Eine große Herausforderung sehen Forstexperten in der jetzt anstehenden Wiederaufforstung. Dabei geht es nach Berechnungen des Forstamtes um etwa 4000 Hektar. Kalkuliert man hier mit einem Aufforstungsbedarf von 800 Hektar pro Jahr bis 2022, sei laut Forstdirektor Gaisbauer mit erheblichen Lieferengpässen bei den Setz-Pflanzen zu rechen. Daher komme der Naturverjüngung große Bedeutung zu, was allerdings eine stärkere Kontrolle der Wildbestände erfordere, um die nachwachsende Baumgeneration vor Verbiss zu schützen.

Die Wiederaufforstung sah der Forstdirektor als große Chance für einen Waldumbau hin zu widerstandsfähigeren Mischwäldern, wie von der Staatsregierung vorgesehen. Die Mitarbeiter des Forstamtes stünden den Waldbauern hier beratend zur Seite, allerdings liege die Entscheidung bei den Waldbesitzern.
Für die Soforthilfe nach dem Sturm hatte die Bayerische Staatsregierung ein Gesamtpaket von 100 Millionen Euro geschnürt. Die Landräte der hauptbetroffenen Landkreise Passau (Franz Meyer) und Freyung-Grafenau (Sebastian Gruber) hatten dazu im Vorfeld an der entscheidenden Kabinettssitzung teilgenommen und die Situation geschildert.

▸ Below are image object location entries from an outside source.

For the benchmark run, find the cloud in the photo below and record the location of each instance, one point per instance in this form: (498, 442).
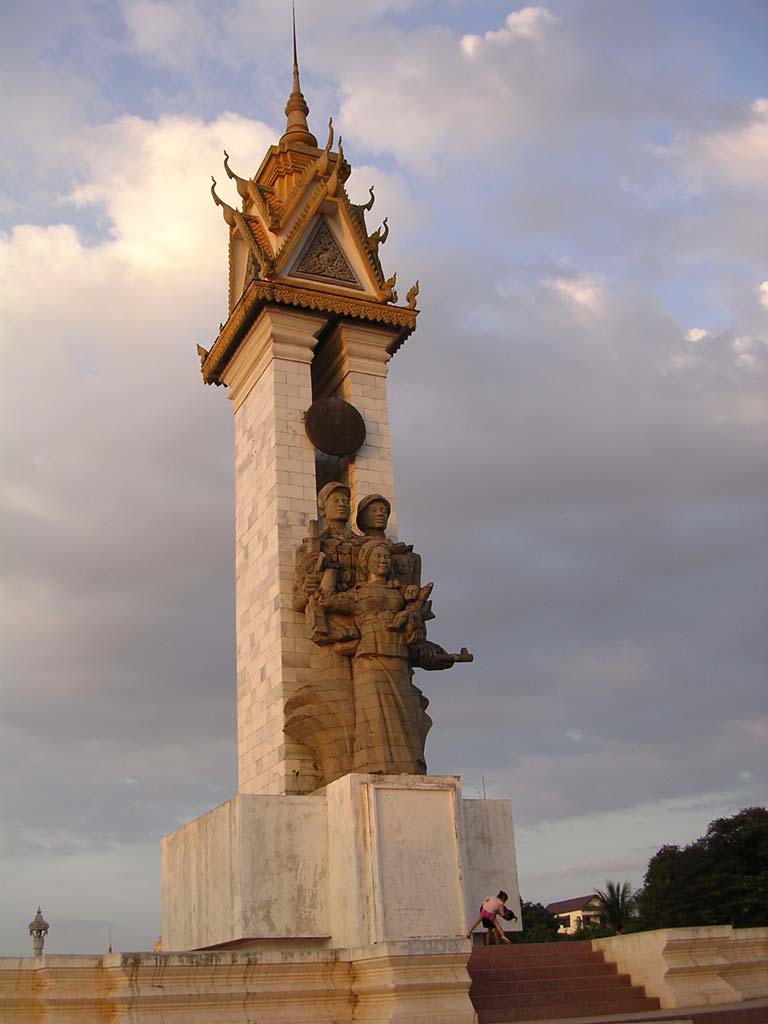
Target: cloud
(526, 24)
(582, 470)
(738, 154)
(585, 289)
(696, 334)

Die Antragsfrist für den Räumungskostenzuschuss von bis zu 6000 Euro pro Hektar lief bis 15. November 2017. Im Landkreis Passau hatten 3300 Waldbesitzer entsprechende Anträge eingereicht. Bis 15. Dezember wurden rund 30 Millionen Euro ausgezahlt. Diese außerordentlich schnelle Bearbeitungszeit durch das Forstamt war in erster Linie durch eine Luftbild-gestützte Bewertung der Schadensflächen möglich.

Nach Einschätzung von Landrat Franz Meyer habe sich in diesem dritten Katastrophenfall innerhalb von nur vier Jahren die Vernetzung der verschiedensten Institutionen und Einrichtung erneut bewährt. So hätten in der Sturm-Nacht auf den 18. September“ mit Ausrufung des Katastrophenfalls sofort die entsprechenden Sofortmaßnahmen gegriffen („ein enormer Einsatz unserer Hilfs- und Rettungskräfte“) und gleich im Anschluss hätten sich Forstamt und Waldbauern sofort entsprechend abgestimmt. Dass bereits unmittelbar nach Sturm Forstminister Helmut Brunner vor Ort war und wenige Tage später auch Ministerpräsident Horst Seehofer zeige, wie sehr der Ernst der Lage auch in der Öffentlichkeit vermittelt werden konnte. Die in diesem Zusammenhang vom Ministerpräsidenten zugesagten Hilfsmaßnahmen seien alle so auch umgesetzt worden – „die Politik hat Wort gehalten“, so Meyer.

Diesen Umstand würdigten auch die Vertreter der Walbauern und der Kreisobmann des Bayerischen Bauernverbandes Hans Koller. Er verwies aber auf den Umstand, dass mit den Räumungszuschüssen die Waldbauern zwar Hilfe für die Kosten der Schadholzbeseitigung erhalten hätten, der Wert der Wälder selbst aber für 80 bis 100 Jahre vernichtet sei. Zwei oder drei Generationen könnten damit keine Rendite mehr aus der Waldbewirtschaftung beziehen, ein wirtschaftlicher Pfeiler vieler Landwirte sei damit zerstört.